The shift has to be towards taking this happiness emotion off its pedestal. It’s the blonde-haired, blue-eyed, size zero emotion of the bunch. We privilege this feeling because it’s the emotion we see others projecting, so we assume it is the one we should feel. (This, I think, was the essential moral of the movie “Inside Out.”)
I have been very sad for a few weeks. This happens to me fairly often. (See opening paragraph, in which I admit to getting therapy since the age of nine.) There is no reason for me to feel sad: I just got engaged, I live in the shade with two insanely charismatic cats, I have a bunch of time off, I was born into a privileged race and class, there are a lot of people in the world who love me, I’ve got several great summer dresses with birds on them. But I wake up every morning and my chest tightens and drops. I want to go back to bed to avoid being conscious. I don’t like feeling this way, so I make a bunch of “happiness choices”: I call people to hang out; I make healthy meals; I go on walks or runs; I see movies; I attempt to make art. When I don’t feel better, a little personal demon emerges and whispers in my ear, “What’s wrong with you? You should be happy. Why aren’t you happy? You are failing.” Stupid demon. I will believe that a voice like that is protecting me; keeping me on my feet. In truth, voices like that are only contributing unnecessarily to one's discomfort.

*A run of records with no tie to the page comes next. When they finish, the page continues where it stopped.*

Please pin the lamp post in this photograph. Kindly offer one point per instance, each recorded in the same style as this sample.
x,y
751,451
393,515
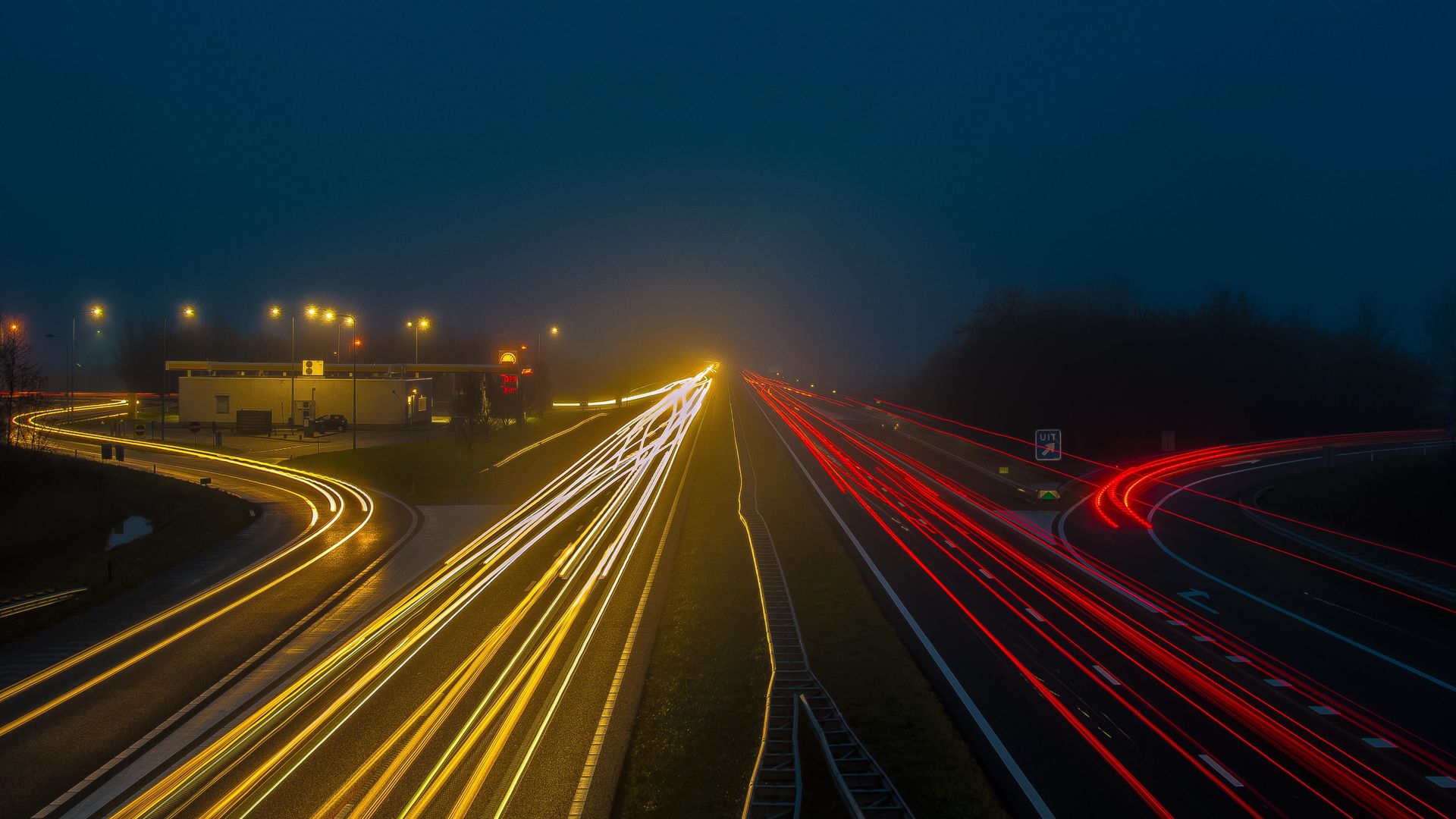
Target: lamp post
x,y
354,378
350,319
185,312
555,331
96,311
419,324
293,334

My current therapist asks this question when I report deeply uncomfortable emotions: “What would happen if you accepted that you felt sad?” My answer is, of course, “I would have to keep feeling sad, and I don’t like it.” But the truth is that a lot of the pain I’m feeling comes from believing I have to be different. My whole life, I’ve learned that being sad is a problem; it’s a symptom of brokenness. The deepest hurt comes from essentializing myself as broken.
My sister — the strongest person I know, and, incidentally, my chemical and emotional doppelganger — says to me three big things when I’m sad like this.
- I’m so sorry you feel that way; it sounds really painful.
- It’s ok to feel the way you feel right now.
- You won’t feel like this forever.
These are the only useful things to know when I’m uncomfortable, so I wrote them down and tacked them privately on the inside of my bed-side table.
Our pain is informative and important. The image that has been most helpful for me is to think of life like a river. If you flow with the life-river, you’ll get where you’re going as safely as possible. If you come up against some rocks, and they’re painful, trying to swim back against the current will only bring you more agony. You’ll get exhausted and frustrated, and you’ll find yourself coming up against the same rocks again and again, because you can’t go back; there’s only forward. Eventually, the river will carry you forward. You have to trust that you are going to move. Sometimes, that is all you can do.